21 - 24th June Weekly Round-Up: The Short Trading Week In Review, The Cautiously Optimistic Week Ahead
Saturday, 25 June 2022 10:00 AM
Saturday, 25 June 2022 10:00 AM
The major averages bounced back strongly this week, posting first weekly gains since the start of June: The S&P 500 gained 5%, while the Nasdaq rose 6% and the Dow increased 4%. Under the hood this week, energy was the only sector to close out the week with a loss, while consumer discretionary led to the upside followed by the healthcare and real estate sectors. Meanwhile, the U.S. dollar index remains at around the 104 level. Gold continues to hover in the mid-$1,800s region. WTI crude prices pulled back to $107 per barrel. The yield on the 10-year Treasury pulled back to the 3.13% level.
The big question after this week is whether we’ve seen the bottom in stocks or whether this small bounce proves to be nothing more than a bear market rally. Make no mistake, after this week's seemingly strong rally, the S&P 500 is still down 5% for June, and we're still far away from the top of the previous rally ($4200 on the S&P 500). The market is still in a well-defined downtrend, making lower highs and lower lows.

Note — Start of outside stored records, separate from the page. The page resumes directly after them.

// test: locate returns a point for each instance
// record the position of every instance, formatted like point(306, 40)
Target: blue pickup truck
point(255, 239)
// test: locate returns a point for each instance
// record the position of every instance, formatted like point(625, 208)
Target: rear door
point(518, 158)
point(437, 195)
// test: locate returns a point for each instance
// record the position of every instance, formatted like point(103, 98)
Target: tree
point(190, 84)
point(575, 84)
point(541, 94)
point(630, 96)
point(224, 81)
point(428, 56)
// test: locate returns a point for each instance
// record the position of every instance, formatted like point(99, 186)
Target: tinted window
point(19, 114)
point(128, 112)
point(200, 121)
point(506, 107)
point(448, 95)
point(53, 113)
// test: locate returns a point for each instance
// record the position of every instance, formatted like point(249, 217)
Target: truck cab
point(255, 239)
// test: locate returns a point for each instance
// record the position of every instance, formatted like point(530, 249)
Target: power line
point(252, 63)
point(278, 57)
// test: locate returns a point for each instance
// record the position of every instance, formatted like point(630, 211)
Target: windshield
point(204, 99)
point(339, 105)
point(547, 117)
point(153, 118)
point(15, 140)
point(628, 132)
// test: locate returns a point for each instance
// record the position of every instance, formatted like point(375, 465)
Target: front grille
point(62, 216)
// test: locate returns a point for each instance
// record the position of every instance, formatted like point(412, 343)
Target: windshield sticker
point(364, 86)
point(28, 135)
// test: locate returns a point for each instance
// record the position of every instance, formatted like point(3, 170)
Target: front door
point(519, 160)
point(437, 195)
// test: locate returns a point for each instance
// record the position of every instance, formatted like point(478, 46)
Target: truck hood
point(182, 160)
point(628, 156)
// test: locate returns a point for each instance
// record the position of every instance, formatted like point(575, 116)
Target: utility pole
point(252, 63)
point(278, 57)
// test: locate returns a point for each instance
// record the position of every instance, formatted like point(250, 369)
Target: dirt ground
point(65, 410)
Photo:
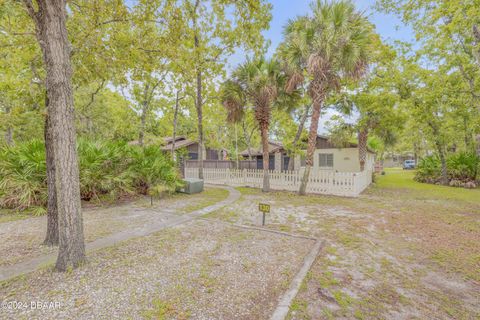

That said, the incredibly sharp and fast collapse in commodity prices does serve to support the view that we could see inflation cool in the second half of the year, helping the Federal Reserve achieves its goal of bringing down inflation, and potentially they may not go as aggressive on the monetary front. Ultimately, this will be the upside risk for stocks towards the latter half of 2022 and 2023, that inflation cools and economic growth continues. We will be writing a detailed analysis on this front, titled "Recent sharp declines in commodity prices are exactly what the Federal Reserve and the stock market want."
In contrast, there is also the view that even though valuations have come down significantly (from S&P 500's ~21x forward P/E ratio at the beginning of the year, to now ~15x forward P/E ratio), they may need to go even lower as earnings are expected to be revised down. Make no mistake, the pressure on the economy is real, both from inflation front and monetary front. In the past, we've heard from big retailers like Target and Walmart announcing shortfalls in profit margins due to high inflation. A software giant like Microsoft had to pre-announce a miss for the second quarter (to be reported in the next few weeks) albeit mainly attributable to foreign exchange rates. Our favorite car manufacturer Ford Motors faces the risk of making no profit on the Mustang Mach-E due to high material costs, and also higher rates for auto loans are dampening demands.
This conundrum is why we advise clients to remain cautiously optimistic of the market. Discipline trumps FOMO or knee-jerk reactions on sharp down or up days. Focus on strong fundamentals of portfolio companies, be disciplined with cost basis, and be prudent to trim positions when necessary. For the next few weeks until second-quarter earnings kick off, the market is trading in a news-vacuum environment. There will be no dependable information for the market to really trade on (such as earnings, Fed policy or inflation data), to make a stance for either the first or the second scenario that we've laid out. We will have to wait until the earnings come out.